As with CO₂, human activity is increasing the CH₄ concentration faster than it can be offset by natural sinks. Anthropogenic sources currently account for approximately 70 percent of total annual emissions, leading to substantial increases in concentration over time. The major anthropogenic sources of atmospheric CH₄ are rice cultivation, livestock farming, the burning of coal and natural gas, the combustion of biomass, and the decomposition of organic matter in landfills. Future trends are particularly difficult to anticipate. This is in part due to an incomplete understanding of the climate feedbacks associated with CH₄ emissions. In addition, as human populations grow, it is difficult to predict how possible changes in livestock raising, rice cultivation, and energy utilization will influence CH₄ emissions.

It is believed that a sudden increase in the concentration of methane in the atmosphere was responsible for a warming event that raised average global temperatures by 4–8 °C (7.2–14.4 °F) over a few thousand years during the so-called Paleocene-Eocene Thermal Maximum, or PETM. This episode took place roughly 55 million years ago, and the rise in CH₄ appears to have been related to a massive volcanic eruption that interacted with methane-containing flood deposits. As a result, large amounts of gaseous CH₄ were injected into the atmosphere. It is difficult to know precisely how high these concentrations were or how long they persisted. At very high concentrations, residence times of CH₄ in the atmosphere can become much greater than the nominal 10-year residence time that applies today. Nevertheless, it is likely that these concentrations reached several ppm during the PETM.

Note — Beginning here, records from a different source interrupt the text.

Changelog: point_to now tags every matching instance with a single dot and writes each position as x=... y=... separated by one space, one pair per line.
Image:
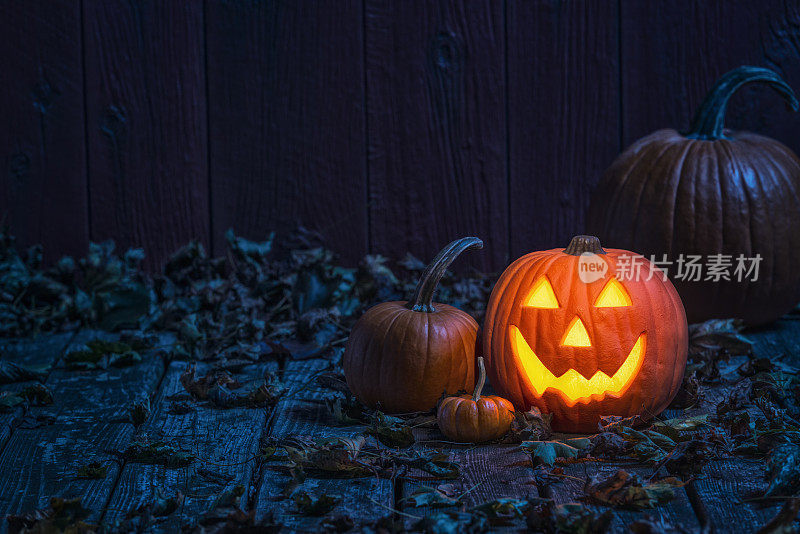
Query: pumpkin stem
x=476 y=393
x=584 y=243
x=422 y=300
x=708 y=121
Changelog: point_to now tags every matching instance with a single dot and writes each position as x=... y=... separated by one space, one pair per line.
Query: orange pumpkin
x=472 y=418
x=402 y=356
x=566 y=333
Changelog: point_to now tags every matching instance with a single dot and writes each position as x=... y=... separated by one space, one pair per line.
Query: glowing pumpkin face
x=584 y=346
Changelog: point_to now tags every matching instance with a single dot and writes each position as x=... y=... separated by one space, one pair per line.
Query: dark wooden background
x=386 y=125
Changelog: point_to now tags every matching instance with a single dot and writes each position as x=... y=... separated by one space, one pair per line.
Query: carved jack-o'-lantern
x=565 y=334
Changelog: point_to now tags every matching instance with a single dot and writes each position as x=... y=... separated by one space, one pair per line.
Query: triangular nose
x=577 y=336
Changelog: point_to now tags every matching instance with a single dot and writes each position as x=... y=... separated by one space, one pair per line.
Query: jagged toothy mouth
x=573 y=386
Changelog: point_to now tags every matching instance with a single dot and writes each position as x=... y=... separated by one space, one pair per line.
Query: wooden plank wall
x=387 y=126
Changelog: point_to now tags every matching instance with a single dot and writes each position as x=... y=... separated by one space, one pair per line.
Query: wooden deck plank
x=363 y=499
x=726 y=486
x=490 y=472
x=41 y=352
x=42 y=462
x=224 y=442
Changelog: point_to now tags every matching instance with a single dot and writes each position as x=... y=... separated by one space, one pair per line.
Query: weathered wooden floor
x=42 y=450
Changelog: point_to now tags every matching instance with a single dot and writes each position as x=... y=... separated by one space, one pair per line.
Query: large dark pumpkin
x=706 y=192
x=403 y=356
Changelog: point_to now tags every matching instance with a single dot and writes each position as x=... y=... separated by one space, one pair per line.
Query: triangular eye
x=613 y=296
x=541 y=296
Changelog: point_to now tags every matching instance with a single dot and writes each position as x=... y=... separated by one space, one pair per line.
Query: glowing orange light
x=577 y=336
x=541 y=296
x=573 y=386
x=613 y=295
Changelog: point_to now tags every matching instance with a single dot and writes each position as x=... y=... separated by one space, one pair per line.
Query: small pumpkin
x=472 y=418
x=404 y=355
x=580 y=347
x=706 y=192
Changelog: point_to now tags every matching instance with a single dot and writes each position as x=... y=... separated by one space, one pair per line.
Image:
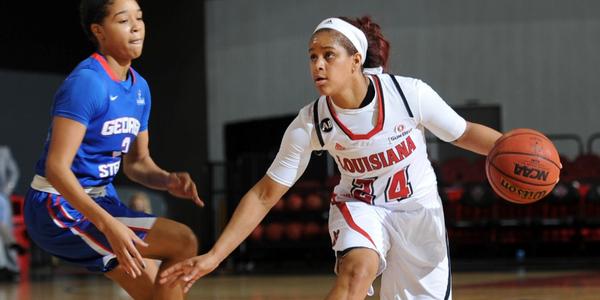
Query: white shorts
x=411 y=244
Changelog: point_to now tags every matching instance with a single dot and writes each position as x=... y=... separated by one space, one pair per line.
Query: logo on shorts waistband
x=336 y=234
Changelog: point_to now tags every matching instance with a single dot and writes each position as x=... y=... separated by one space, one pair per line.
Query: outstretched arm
x=253 y=207
x=139 y=167
x=478 y=138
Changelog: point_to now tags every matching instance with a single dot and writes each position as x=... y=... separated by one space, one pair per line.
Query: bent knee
x=358 y=273
x=187 y=241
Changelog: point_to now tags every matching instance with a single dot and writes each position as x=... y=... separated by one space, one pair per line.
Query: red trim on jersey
x=138 y=228
x=348 y=217
x=108 y=70
x=380 y=116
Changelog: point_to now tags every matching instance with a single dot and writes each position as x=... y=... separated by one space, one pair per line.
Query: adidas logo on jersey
x=326 y=125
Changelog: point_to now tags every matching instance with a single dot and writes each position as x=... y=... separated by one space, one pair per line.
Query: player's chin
x=323 y=90
x=135 y=52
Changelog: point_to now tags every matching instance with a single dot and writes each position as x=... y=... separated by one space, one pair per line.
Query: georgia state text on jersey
x=113 y=111
x=380 y=149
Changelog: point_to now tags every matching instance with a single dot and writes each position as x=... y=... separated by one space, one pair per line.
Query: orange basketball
x=523 y=167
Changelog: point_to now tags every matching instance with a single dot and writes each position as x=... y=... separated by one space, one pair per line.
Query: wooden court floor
x=517 y=285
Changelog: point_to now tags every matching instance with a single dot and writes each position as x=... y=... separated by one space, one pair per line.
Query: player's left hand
x=180 y=184
x=189 y=271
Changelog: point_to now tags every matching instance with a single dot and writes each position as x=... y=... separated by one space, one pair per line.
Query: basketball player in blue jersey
x=100 y=125
x=386 y=216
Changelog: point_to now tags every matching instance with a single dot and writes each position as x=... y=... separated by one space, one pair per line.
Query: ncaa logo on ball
x=523 y=194
x=530 y=172
x=326 y=125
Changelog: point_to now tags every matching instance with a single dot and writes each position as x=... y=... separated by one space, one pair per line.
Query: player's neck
x=120 y=67
x=353 y=96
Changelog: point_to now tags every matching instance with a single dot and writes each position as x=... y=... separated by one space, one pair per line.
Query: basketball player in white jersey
x=386 y=217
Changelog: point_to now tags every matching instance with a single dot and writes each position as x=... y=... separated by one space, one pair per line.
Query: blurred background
x=227 y=77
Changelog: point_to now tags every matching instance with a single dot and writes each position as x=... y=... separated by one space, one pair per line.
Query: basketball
x=523 y=166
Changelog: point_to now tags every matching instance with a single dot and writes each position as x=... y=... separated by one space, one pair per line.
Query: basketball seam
x=529 y=154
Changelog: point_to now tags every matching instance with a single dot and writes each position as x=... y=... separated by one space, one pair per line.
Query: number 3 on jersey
x=397 y=188
x=125 y=145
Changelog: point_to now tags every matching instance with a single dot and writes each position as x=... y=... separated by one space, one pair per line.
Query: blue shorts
x=55 y=226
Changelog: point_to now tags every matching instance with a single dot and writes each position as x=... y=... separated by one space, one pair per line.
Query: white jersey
x=380 y=149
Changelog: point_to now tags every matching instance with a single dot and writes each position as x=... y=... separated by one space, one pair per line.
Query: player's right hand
x=123 y=242
x=189 y=271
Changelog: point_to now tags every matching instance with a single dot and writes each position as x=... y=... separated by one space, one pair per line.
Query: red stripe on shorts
x=348 y=217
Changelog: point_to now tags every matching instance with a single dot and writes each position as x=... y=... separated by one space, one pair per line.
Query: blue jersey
x=113 y=111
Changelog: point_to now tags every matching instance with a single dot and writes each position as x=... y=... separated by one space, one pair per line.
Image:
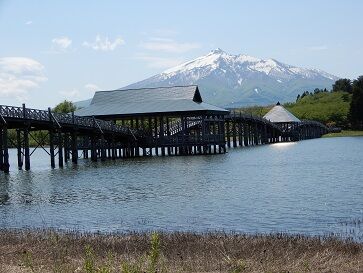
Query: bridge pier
x=19 y=149
x=5 y=166
x=60 y=149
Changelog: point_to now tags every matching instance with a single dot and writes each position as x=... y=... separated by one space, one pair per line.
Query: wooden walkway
x=68 y=136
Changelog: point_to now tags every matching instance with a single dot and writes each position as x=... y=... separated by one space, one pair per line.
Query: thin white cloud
x=104 y=43
x=19 y=75
x=159 y=62
x=92 y=87
x=318 y=48
x=74 y=94
x=168 y=45
x=61 y=43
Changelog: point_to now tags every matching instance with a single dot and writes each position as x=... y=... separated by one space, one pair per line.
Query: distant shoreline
x=51 y=251
x=345 y=133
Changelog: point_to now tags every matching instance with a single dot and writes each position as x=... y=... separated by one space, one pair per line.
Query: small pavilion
x=282 y=118
x=174 y=120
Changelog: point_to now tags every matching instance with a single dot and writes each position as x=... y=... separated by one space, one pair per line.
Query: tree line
x=351 y=88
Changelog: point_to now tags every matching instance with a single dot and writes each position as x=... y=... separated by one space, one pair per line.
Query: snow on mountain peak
x=234 y=80
x=239 y=64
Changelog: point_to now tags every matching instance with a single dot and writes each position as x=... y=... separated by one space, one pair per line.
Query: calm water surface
x=312 y=187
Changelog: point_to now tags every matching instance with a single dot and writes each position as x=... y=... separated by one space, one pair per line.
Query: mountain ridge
x=240 y=80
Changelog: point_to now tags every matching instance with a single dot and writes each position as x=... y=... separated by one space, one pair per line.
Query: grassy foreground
x=48 y=251
x=345 y=133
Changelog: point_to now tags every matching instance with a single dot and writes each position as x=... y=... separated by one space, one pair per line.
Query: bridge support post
x=93 y=149
x=156 y=136
x=228 y=135
x=143 y=129
x=6 y=165
x=26 y=149
x=19 y=147
x=51 y=148
x=239 y=132
x=1 y=150
x=168 y=135
x=103 y=148
x=161 y=136
x=74 y=148
x=234 y=133
x=60 y=149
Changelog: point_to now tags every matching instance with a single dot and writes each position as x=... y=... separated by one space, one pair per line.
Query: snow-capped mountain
x=239 y=80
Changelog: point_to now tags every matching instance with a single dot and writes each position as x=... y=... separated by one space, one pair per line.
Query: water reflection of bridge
x=142 y=122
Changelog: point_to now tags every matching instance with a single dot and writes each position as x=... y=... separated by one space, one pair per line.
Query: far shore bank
x=50 y=251
x=345 y=133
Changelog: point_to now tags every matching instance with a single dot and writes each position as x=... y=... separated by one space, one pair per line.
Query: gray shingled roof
x=148 y=100
x=279 y=114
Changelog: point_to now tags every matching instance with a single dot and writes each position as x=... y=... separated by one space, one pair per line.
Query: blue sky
x=56 y=50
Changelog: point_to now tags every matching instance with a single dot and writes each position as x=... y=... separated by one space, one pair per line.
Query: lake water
x=314 y=187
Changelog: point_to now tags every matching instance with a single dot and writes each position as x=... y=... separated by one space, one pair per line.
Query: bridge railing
x=250 y=117
x=62 y=119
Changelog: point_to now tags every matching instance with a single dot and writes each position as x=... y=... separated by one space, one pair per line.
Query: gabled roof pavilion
x=176 y=100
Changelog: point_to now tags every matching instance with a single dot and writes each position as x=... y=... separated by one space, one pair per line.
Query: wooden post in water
x=245 y=134
x=51 y=140
x=60 y=149
x=156 y=136
x=161 y=136
x=1 y=150
x=19 y=147
x=228 y=134
x=6 y=165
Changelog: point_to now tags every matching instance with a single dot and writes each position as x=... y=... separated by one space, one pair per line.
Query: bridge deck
x=67 y=134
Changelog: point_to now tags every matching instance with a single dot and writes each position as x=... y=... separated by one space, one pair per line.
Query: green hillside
x=330 y=108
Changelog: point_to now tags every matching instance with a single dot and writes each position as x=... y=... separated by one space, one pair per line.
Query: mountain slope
x=240 y=80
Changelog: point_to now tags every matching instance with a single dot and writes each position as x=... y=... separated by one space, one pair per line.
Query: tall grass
x=49 y=251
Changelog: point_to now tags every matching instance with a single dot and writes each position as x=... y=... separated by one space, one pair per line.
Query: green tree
x=344 y=85
x=65 y=107
x=356 y=105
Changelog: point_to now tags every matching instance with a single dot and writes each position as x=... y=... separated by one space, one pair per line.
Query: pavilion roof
x=148 y=101
x=279 y=114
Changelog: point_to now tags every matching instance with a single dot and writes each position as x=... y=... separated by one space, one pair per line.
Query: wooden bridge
x=69 y=136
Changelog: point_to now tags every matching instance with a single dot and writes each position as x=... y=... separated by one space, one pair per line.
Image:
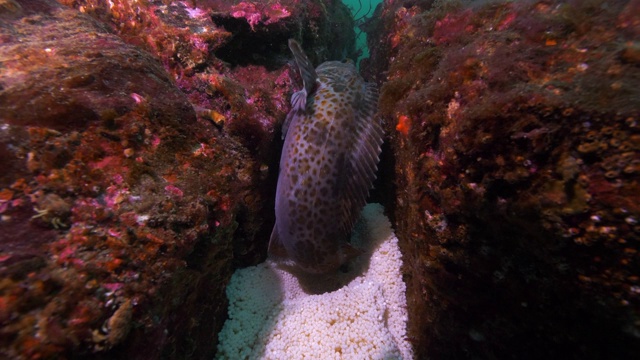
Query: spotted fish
x=328 y=164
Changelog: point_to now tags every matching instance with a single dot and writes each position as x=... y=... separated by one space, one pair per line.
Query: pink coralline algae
x=137 y=167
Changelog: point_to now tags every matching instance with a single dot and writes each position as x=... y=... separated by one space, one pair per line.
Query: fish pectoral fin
x=276 y=249
x=348 y=252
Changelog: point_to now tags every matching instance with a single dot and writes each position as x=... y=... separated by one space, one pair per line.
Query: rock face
x=515 y=128
x=137 y=165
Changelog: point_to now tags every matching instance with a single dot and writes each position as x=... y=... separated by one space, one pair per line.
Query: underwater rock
x=137 y=143
x=515 y=129
x=357 y=314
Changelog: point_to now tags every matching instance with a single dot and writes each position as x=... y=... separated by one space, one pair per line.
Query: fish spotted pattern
x=328 y=165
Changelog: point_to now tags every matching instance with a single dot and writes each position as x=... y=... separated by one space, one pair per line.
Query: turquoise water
x=361 y=9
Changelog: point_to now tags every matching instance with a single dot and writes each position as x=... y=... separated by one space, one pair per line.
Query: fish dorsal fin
x=362 y=159
x=276 y=248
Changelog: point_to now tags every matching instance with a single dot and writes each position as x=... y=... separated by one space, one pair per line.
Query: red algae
x=511 y=125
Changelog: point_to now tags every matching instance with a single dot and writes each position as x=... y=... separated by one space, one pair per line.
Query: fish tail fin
x=348 y=252
x=307 y=71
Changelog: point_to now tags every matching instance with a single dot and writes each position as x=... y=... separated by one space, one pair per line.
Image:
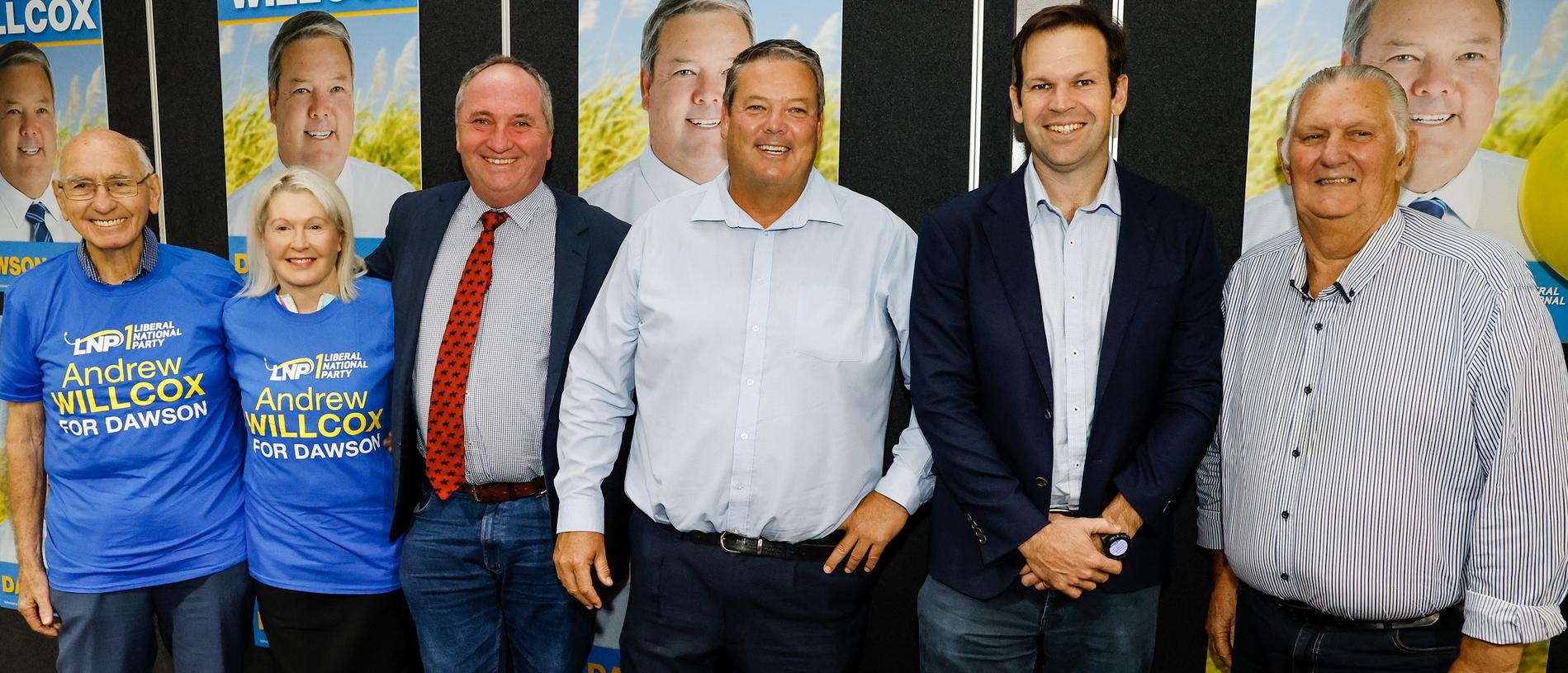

Methane concentrations have also varied over a smaller range (between roughly 350 and 800 ppb) in association with the Pleistocene ice age cycles. Preindustrial levels of CH₄ in the atmosphere were approximately 700 ppb, whereas early 21st-century levels exceeded 1,770 ppb. (These concentrations are well above the natural levels observed for at least the past 650,000 years.) The net radiative forcing by anthropogenic CH₄ emissions is approximately 0.5 watt per square metre—or roughly one-third the radiative forcing of CO₂.

Additional trace gases produced by industrial activity that have greenhouse properties include nitrous oxide (N₂O) and fluorinated gases (halocarbons (halocarbon)), the latter including sulfur hexafluoride, hydrofluorocarbons (HFCs), and perfluorocarbons (PFCs). Nitrous oxide is responsible for 0.16 watt per square metre radiative forcing, while fluorinated gases are collectively responsible for 0.34 watt per square metre. Nitrous oxides have small background concentrations due to natural biological reactions in soil and water, whereas the fluorinated gases owe their existence almost entirely to industrial sources.